Seal Hunt
Factsheets
- Fast Facts on Canada's Commercial Seal Hunt
Fast Facts on Canada's Commercial Seal Hunt
It’s a cruel slaughter.
Fully 95 percent of the harp seals killed over the past five years have been under just three months of age. At the time of slaughter, many of these defenceless pups had not yet eaten their first solid food or taken their first swim - they literally had no escape from the “hunters”.
Video evidence clearly shows sealers routinely drag conscious pups across the ice with boathooks, shoot seals and leave them to suffer in agony, and even skin seals alive.

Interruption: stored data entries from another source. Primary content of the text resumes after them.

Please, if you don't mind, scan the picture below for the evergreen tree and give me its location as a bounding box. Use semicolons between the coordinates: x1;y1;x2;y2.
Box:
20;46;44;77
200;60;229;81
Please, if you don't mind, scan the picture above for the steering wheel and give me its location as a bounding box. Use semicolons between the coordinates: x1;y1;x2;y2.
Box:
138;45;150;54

In 2001, an independent team of veterinary experts studied Canada’s commercial seal hunt. Their report concluded that in 42% of the cases they examined, the seal did not show enough evidence of cranial injury to even guarantee unconsciousness at the time of skinning.
It’s a reckless cull.
In 2003, the Canadian government authorized the highest quota for harp seals in history, allowing nearly a million to be slaughtered over three years. In 2004, more than 353,000 harp seals were killed for their fur – the largest slaughter witnessed in half a century.
The last time sealers killed this many seals – in the 1950s and 60s - close to two thirds of the harp seal population was wiped out.

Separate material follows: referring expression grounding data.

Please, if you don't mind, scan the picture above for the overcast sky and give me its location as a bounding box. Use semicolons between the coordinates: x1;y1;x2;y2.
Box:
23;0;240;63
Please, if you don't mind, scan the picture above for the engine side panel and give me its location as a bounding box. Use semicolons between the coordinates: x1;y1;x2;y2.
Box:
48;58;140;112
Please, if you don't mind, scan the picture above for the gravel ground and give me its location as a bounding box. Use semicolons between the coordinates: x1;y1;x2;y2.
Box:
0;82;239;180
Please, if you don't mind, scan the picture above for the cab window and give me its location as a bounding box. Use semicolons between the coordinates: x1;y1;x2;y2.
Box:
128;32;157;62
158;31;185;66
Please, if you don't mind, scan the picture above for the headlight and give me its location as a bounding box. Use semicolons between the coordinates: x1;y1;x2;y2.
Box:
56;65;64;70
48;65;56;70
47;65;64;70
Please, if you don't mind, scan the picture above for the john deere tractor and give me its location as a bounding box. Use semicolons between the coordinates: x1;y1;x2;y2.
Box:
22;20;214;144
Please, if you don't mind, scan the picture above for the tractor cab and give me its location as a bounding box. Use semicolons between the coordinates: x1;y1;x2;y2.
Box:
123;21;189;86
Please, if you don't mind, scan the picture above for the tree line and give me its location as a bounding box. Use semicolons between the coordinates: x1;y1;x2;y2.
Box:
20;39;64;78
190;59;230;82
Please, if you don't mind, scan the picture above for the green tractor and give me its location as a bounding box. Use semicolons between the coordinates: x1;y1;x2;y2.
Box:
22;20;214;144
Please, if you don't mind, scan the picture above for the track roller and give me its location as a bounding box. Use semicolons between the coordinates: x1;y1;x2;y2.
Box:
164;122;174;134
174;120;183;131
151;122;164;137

The seal hunt brings in very little money for the few people involved. Even in Newfoundland, where 90% of sealers live, income from sealing accounts for less than one-tenth of one percent of the province’s economy.
Sealers are fishermen who engage in several fisheries throughout the year, and sealing revenues account for only about one twentieth of their total incomes.

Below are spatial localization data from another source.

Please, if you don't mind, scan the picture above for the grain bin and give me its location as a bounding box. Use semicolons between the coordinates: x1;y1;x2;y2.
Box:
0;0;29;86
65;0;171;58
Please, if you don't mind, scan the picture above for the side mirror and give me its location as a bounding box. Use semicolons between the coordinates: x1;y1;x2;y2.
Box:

Killing seals may harm fish stocks.
About 3 percent of a harp seal’s diet consists of commercially fished cod. However, harp seals also consume many significant predators of cod, including squid. Removing harp seals may mean an increase in cod predators. The Canadian government clearly states there is no evidence killing harp seals will help fish stocks recover, and scientists have expressed concerns that culling seals may in fact impede the recovery of ground fish stocks.
If you oppose the seal hunt, you’re in good company.
Polling shows 71% of Canadians – including 60% of Atlantic Canadians - support banning the seal hunt outright, or limiting the hunt to seals over one year of age. (Ipsos-Reid, 2004).
In EU countries where polling has been conducted – the UK, France, Germany and the Netherlands – close to 80% of people who are aware of the Canadian seal hunt oppose it (MORI, 2002).
Polling shows 79% of American voters oppose the Canadian seal hunt (Penn, Schoen & Berland, 2002).